Homework #1: Collaborative Crochet for a Purpose
This project is intended to provide a space for you to investigate:
the crochet process / how an artwork might exist well in multiple contexts (”white cube” AND _______) / explore how art functions and meaning communicates in art / explore how fiber might contribute or add to this function in meaningful ways / explore ideas of site specificity, performance and participation
You will be investigating this thorugh the creation of a homework project as a collaborative team of 2-3 artists.
1.) Use crochet* (can also incorporate other materials, and processes as the artwork dictates).
2.) Design, construct and present an object with a specific purpose or function, for a specific audience. The object can be functional in a variety of ways, not simply the obvious ones. (Look at the artist project examples posted above to help you think through your ideas….)

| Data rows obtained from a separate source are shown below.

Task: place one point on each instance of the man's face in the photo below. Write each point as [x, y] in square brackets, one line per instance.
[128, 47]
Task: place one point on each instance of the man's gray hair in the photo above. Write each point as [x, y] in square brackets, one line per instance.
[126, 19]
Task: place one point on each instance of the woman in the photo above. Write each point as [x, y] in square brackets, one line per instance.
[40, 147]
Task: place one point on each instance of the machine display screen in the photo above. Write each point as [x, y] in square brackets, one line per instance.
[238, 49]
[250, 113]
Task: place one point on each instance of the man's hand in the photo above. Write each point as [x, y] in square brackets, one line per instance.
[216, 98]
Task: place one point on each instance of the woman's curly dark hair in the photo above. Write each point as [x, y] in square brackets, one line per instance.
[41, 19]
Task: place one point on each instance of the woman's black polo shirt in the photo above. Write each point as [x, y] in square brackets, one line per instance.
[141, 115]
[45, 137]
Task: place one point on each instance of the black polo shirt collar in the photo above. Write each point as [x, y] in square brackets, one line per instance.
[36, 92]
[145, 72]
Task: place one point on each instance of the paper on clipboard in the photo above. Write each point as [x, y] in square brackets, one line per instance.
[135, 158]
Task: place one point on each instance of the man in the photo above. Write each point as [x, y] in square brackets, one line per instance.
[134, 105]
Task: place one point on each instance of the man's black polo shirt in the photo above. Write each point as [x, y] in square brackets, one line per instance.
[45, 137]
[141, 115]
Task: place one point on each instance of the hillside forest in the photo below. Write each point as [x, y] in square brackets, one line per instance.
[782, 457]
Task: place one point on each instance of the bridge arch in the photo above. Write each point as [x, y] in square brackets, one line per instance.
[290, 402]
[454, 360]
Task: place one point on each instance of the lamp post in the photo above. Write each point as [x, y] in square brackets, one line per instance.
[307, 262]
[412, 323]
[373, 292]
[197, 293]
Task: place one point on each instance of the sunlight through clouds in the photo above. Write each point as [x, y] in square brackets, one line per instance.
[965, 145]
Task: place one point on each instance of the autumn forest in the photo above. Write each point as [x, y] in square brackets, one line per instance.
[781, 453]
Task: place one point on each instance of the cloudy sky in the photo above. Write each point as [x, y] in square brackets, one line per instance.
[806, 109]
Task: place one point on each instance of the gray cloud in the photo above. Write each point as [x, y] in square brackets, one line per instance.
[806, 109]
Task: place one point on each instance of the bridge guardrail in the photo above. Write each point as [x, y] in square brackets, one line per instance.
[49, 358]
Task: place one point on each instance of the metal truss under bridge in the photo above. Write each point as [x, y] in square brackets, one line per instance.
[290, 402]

3.) Consider the multiple contexts of your project. The work is presented at the critique, but likely also exists in another context (for a particular person, place, thing, event….) beyond the critique (assuming that your classmates are not the intended audience of the work). How can you insure this meaningfulness of your project is an included part of what we see and discuss in our critique? This is one of the challenges of this project.
4.) Documentation and presentation matter and contribute to how viewers understand the work in the critical space of a gallery context. Both of these components of the work should be considered as thoughtfully as the art object/s.
Completed projects will be due and critiqued during class on Thursday February 29th.
a student last Spring created this crocheted project for a particular individual, knowing it would also be on view for an art audience in our critique conversation. Because the artist's sister ate a banana everyday in her car on the way to work, the artist used this project as an excuse to invent a device that would hold a banana for safe transport in a vehicle. Her fiber banana carrying case was BOTH displayed as an artwork on the wall, but also included a short video showing the work in its original home context.
We benefit from another earlier iteration of this project in our fiber studio everyday: the snack stool. This is a great example of students using the concept of function and the crochet process to completely transform an object for a particular purpose. The yarn bombed stool serves the fiber class community by providing a zone for snacking in the otherwise food free studio! A yarn bombing project is one great option to think about for this collaborative project.
The next 3 images articulate different facets of an artist project called “Congratulations and Celebrations”. This was an interactive project by artist Ellen Lesperance which invited participants to engage with a sweater designed and knit by the artist and also exhibited regularly in the gallery context. The sweater is emblazoned with a battle axe and it is to be worn by any member of the public who wishes to engage in a solo performance which promotes personal agency.
Here is a link to a 2016 exhibition featuring the sweater in LA. Here is a link to the archive of past participants on an instagram page.
The final 2 images are an artwork project called “The Boarders” by French artist Annette Messager in 1972. They show two different views of the project.
This project involves 72 small taxidermized sparrows, each wrapped in custom made sweaters created by the artist and displayed in tidy organized rows. Her work of mourning is not fast, easy or quickly forgotten. The labor of making each individual sweater is a conscious, slow, deliberate kind of mourning for a creature ordinarily missed or passed by.
The artist talked about this project as important to her development of an artist when she said:
“I found my voice as an artist when I stepped on a dead sparrow on a street in Paris in 1971. I didn’t know why, but I was sure this sparrow was important because it was something very fragile that was near me and my life. Like the people I love, these small birds were always around me, yet they remained strange and mysterious. So I picked up the sparrow, took it home and knit a wool wrap for it. Why? I can’t say. You want to do something and don’t know why – all you know is that you have no choice, that it’s a necessity.”